Nanya Technology Corp (南亞科技), the nation's largest maker of high-speed computer-memory chips, said sales last month tripled from a year ago as Dell Computer Corp and Compaq Computer Corp, the biggest personal-computer makers, order more chips to meet a recovery in demand in the US.
Sales in January rose to NT$2.5 billion (US$71 million), boosted also by orders from International Business Machines Corp and Hewlett-Packard Co, Nanya spokesman Charles Kau (
The rise in sales at Nanya underscores a rebound in memory-chip prices, which remained below cost until November. Prices have more than tripled since then on optimism PC demand is recovering.
Market researcher Dataquest Corp forecasts PC sales will rise 4 percent in 2002, after falling to a record last year.
"Demand at Dell, Compaq and IBM is rising," Kau said. "The Japanese have to find different sources because Japanese companies are not making dynamic random-access memory chips anymore."
Toshiba, the second-biggest chipmaker, said in December it will sell an unprofitable computer-memory chip plant to Micron Technology Inc. NEC Corp, Japan's biggest PC-maker, said earlier it planned to withdraw from memory-chip production to cut costs.
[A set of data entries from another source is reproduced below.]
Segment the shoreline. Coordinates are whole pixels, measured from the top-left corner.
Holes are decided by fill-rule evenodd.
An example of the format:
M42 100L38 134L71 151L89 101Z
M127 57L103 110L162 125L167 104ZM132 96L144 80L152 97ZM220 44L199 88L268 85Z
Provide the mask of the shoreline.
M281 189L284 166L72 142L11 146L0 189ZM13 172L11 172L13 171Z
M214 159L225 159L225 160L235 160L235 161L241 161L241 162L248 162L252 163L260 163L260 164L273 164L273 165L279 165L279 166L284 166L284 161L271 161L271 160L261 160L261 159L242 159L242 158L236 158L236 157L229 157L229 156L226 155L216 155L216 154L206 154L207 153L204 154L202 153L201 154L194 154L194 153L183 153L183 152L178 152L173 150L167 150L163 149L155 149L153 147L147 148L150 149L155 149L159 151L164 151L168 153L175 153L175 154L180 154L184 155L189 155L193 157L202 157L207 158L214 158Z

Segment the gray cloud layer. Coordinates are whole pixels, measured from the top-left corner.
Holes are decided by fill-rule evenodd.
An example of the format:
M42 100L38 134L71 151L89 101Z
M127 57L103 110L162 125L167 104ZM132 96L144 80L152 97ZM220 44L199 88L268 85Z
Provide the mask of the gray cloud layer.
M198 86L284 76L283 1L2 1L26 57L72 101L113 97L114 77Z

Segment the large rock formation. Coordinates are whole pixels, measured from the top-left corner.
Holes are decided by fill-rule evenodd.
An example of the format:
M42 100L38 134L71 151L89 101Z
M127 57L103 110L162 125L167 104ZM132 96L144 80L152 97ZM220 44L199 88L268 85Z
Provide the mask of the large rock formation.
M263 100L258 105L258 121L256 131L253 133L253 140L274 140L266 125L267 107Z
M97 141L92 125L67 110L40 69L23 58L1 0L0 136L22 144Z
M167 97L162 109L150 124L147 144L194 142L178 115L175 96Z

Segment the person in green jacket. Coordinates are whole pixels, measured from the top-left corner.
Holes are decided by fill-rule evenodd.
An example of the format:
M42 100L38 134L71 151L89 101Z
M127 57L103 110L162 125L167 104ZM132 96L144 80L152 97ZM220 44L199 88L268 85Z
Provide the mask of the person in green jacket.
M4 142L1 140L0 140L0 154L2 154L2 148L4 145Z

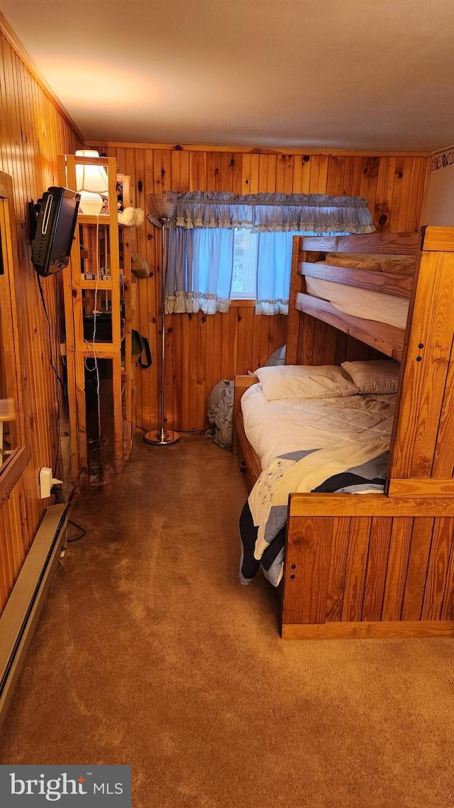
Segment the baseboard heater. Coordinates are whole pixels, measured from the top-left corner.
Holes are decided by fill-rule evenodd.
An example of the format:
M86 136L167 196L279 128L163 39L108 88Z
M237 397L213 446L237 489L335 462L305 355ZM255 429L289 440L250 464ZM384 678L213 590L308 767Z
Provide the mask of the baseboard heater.
M67 508L47 508L0 617L0 726L66 538Z

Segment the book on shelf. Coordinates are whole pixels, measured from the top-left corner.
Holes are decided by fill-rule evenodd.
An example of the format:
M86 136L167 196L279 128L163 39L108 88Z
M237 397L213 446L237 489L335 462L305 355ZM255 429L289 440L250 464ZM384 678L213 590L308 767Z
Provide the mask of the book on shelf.
M82 276L83 280L99 280L102 282L103 280L110 281L112 280L112 276L110 272L99 272L99 275L97 275L96 272L82 272ZM122 284L123 272L120 272L118 277L120 283Z

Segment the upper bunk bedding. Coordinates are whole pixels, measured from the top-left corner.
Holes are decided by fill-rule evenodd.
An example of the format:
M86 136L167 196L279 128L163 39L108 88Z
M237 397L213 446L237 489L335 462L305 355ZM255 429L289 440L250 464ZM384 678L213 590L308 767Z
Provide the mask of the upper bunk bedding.
M384 490L398 365L346 364L356 383L336 366L263 368L260 383L242 396L245 433L263 469L240 520L243 583L261 565L279 584L289 494ZM371 364L387 366L381 385L364 375Z
M415 258L408 255L329 253L318 267L347 267L359 272L377 272L385 276L411 278ZM356 288L342 283L306 276L306 291L314 297L328 301L338 311L355 317L385 322L405 329L409 297L379 289ZM410 296L410 286L408 284Z

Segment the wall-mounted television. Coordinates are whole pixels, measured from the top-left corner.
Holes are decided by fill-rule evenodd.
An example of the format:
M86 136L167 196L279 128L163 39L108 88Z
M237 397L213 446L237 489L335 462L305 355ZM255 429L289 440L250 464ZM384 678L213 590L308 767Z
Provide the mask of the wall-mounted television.
M38 275L53 275L68 266L80 198L75 191L53 186L38 201L32 246L32 263Z

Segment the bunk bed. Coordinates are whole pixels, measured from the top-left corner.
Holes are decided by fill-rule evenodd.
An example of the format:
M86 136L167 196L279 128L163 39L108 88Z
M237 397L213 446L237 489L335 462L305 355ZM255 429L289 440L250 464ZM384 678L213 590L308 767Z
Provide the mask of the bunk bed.
M336 263L352 253L413 256L415 271L401 276ZM406 327L314 297L314 277L406 298ZM452 635L453 300L454 228L294 239L286 364L392 357L401 368L381 493L288 496L284 638ZM263 469L246 436L241 398L257 382L235 380L235 447L250 490Z

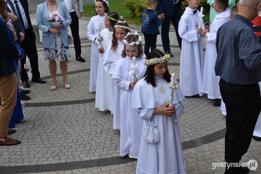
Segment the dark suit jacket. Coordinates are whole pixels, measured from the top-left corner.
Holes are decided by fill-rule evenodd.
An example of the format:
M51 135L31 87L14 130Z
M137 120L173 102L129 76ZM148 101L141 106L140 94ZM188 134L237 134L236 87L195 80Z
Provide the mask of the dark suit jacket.
M165 16L172 16L175 11L181 10L180 2L184 1L185 0L179 0L176 5L174 5L173 0L157 0L158 4L156 8L157 14L159 15L164 13ZM174 9L174 8L178 8Z
M13 14L16 16L18 17L18 19L15 21L13 22L13 24L14 25L14 28L15 29L15 32L16 33L17 38L19 41L20 40L20 38L21 37L19 33L20 33L22 32L24 34L25 31L24 31L23 27L23 25L22 25L21 21L20 20L20 19L19 19L19 16L18 16L18 15L17 15L16 12L15 11L15 8L14 6L14 4L12 3L12 1L8 1L8 3L11 7L11 8L12 9L12 10L13 11ZM8 12L12 13L12 11L9 9L8 6L6 4L5 4L5 9Z
M14 58L19 57L17 45L10 38L4 22L0 20L0 77L11 74L16 70Z

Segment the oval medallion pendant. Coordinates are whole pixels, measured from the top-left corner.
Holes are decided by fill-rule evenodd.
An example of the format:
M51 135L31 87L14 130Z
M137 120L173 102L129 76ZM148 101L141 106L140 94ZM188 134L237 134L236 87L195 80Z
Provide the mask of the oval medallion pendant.
M165 95L167 93L167 89L164 86L160 87L159 88L159 93L162 95Z

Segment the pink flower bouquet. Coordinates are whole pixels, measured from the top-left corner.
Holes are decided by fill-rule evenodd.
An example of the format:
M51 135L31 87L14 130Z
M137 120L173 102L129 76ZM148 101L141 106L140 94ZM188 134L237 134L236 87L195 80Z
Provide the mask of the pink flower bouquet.
M55 13L47 20L47 22L51 23L53 26L57 27L59 26L62 22L64 21L63 20L63 18L61 15L58 16L58 14Z

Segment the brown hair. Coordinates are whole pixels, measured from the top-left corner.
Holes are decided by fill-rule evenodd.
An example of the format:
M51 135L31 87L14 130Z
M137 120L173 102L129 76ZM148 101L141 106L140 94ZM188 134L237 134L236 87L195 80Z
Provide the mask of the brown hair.
M124 20L123 19L120 19L119 21L124 21ZM123 23L123 22L117 22L116 24L117 25L121 25L122 26L124 26L127 27L129 27L129 25L127 23L127 22ZM126 31L126 34L128 33L128 32L130 32L130 31L128 29L125 29L121 28L124 29ZM112 51L113 53L114 53L114 52L116 52L116 50L117 50L117 47L118 47L118 39L116 37L116 34L115 34L115 30L116 28L114 28L113 30L113 34L112 34L112 40L111 41L111 50Z
M9 21L8 13L5 10L5 2L4 0L0 0L0 15L5 23Z
M107 15L110 16L111 17L114 19L118 20L120 19L120 16L117 13L114 11L110 11L107 13ZM109 19L109 18L108 18ZM110 20L110 23L111 24L111 26L112 26L114 28L114 26L116 25L117 23L117 21L114 21L113 20Z
M109 7L107 5L107 4L106 2L104 1L103 0L96 0L95 2L102 2L102 4L103 5L103 7L105 8L105 13L108 13L110 12L110 9L109 9ZM95 11L96 15L98 14L97 12L96 12L96 10L95 10L95 3L94 3L94 11Z
M147 2L147 6L150 7L152 7L153 5L155 6L157 4L157 0L148 0Z
M139 39L139 35L135 35L134 34L130 34L126 37L126 40L127 41L130 43L134 42L136 42ZM122 57L125 57L127 55L126 54L126 45L124 44L124 49L122 51L122 54L121 55ZM138 47L138 56L140 57L143 58L143 49L142 49L142 46L141 46L141 42L137 45Z
M155 49L151 51L149 53L146 57L147 60L150 59L154 58L159 58L163 57L165 55L162 52L158 49ZM143 76L145 77L144 80L146 80L146 82L148 84L151 84L153 87L156 87L157 85L155 82L155 79L154 78L154 75L155 74L154 72L154 67L155 64L150 65L147 68L146 70L145 74ZM165 72L163 77L168 83L169 83L171 81L170 79L170 74L169 72L169 70L168 68L168 65L167 66L167 69Z
M226 10L228 7L228 0L216 0L216 4L219 5L223 10Z

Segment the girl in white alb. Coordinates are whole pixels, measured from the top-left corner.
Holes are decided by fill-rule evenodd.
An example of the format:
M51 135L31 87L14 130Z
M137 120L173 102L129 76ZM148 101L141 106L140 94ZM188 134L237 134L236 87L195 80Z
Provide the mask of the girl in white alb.
M110 11L108 3L108 2L106 3L103 0L96 0L94 7L97 15L91 18L87 27L87 37L89 40L92 41L91 53L91 69L89 88L89 90L91 92L96 91L97 72L99 65L99 52L98 51L99 45L95 43L95 41L98 37L98 28L101 31L105 28L103 23L105 17L104 13ZM100 21L99 23L98 23L98 21L99 20L98 18L99 18Z
M100 111L109 110L113 114L113 98L111 86L111 75L105 71L102 66L102 61L104 51L111 44L112 34L114 26L120 19L119 15L114 11L105 13L104 21L105 29L100 32L103 49L99 48L99 66L97 74L97 84L96 85L96 96L95 98L95 107L99 108ZM95 42L98 44L99 42L97 40ZM105 85L106 84L106 85Z
M177 121L184 111L181 101L185 97L176 81L177 90L169 106L170 56L157 49L146 58L145 75L136 84L132 96L132 107L144 120L136 173L186 173Z
M112 75L117 65L118 61L122 58L121 55L124 48L122 41L128 32L130 32L129 25L122 19L120 19L114 26L111 44L106 50L102 60L103 67L105 71ZM114 80L111 79L111 86L113 96L113 129L121 129L121 108L120 106L121 91L115 87Z
M128 33L123 40L125 45L122 58L118 61L112 77L115 80L115 86L121 91L120 155L124 157L128 154L130 158L136 159L139 154L143 122L136 110L132 108L131 105L133 89L137 81L142 78L146 69L143 64L144 59L142 58L141 41L141 37L137 31L134 33ZM135 61L133 60L134 57ZM133 64L134 61L135 65ZM132 66L138 65L138 68L130 68L132 64ZM135 79L134 74L137 75Z

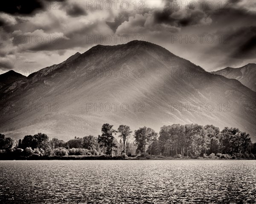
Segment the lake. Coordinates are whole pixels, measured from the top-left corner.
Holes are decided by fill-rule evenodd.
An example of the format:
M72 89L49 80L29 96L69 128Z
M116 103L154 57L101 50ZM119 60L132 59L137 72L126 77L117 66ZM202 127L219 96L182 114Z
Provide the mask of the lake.
M256 202L255 160L0 161L0 203Z

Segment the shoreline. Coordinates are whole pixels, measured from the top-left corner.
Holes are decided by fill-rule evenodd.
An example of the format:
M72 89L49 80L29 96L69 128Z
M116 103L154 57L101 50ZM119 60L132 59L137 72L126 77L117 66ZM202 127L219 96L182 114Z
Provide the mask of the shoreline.
M146 158L145 157L128 157L127 158L122 158L121 156L110 157L108 156L53 156L51 157L44 156L31 156L29 157L6 157L0 158L0 161L24 161L24 160L255 160L255 159L244 159L236 158L232 159L208 159L208 158L172 158L165 157L163 158L152 157Z

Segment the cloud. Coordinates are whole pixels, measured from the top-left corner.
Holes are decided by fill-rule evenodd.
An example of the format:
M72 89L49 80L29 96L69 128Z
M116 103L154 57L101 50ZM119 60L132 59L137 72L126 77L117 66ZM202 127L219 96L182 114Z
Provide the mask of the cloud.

Nanya said last week it had a greater-than-expected fourth-quarter loss of NT$2 billion as average chip prices remained below the cost of production.
Sales to customers such as Dell and Compaq, which buy memory chips on contract, accounted for 8 percent of sales in January, Kau said. Orders from IBM, Hewlett-Packard, Toshiba and NEC should boost sales of chips sold on contract to more than a fifth of total revenue this month.
Nanya wants to sell more chips on contract to obtain higher prices than those sold on the open market, Kau said.
Nanya won't delay installing equipment to expand production to the third quarter from the second as originally planned, Kau said, denying a Chinese-language newspaper report. "It's on schedule,"Kau said.
Nanya shares rose NT$2.50, or 5.1 percent, to NT$51.50 yesterday.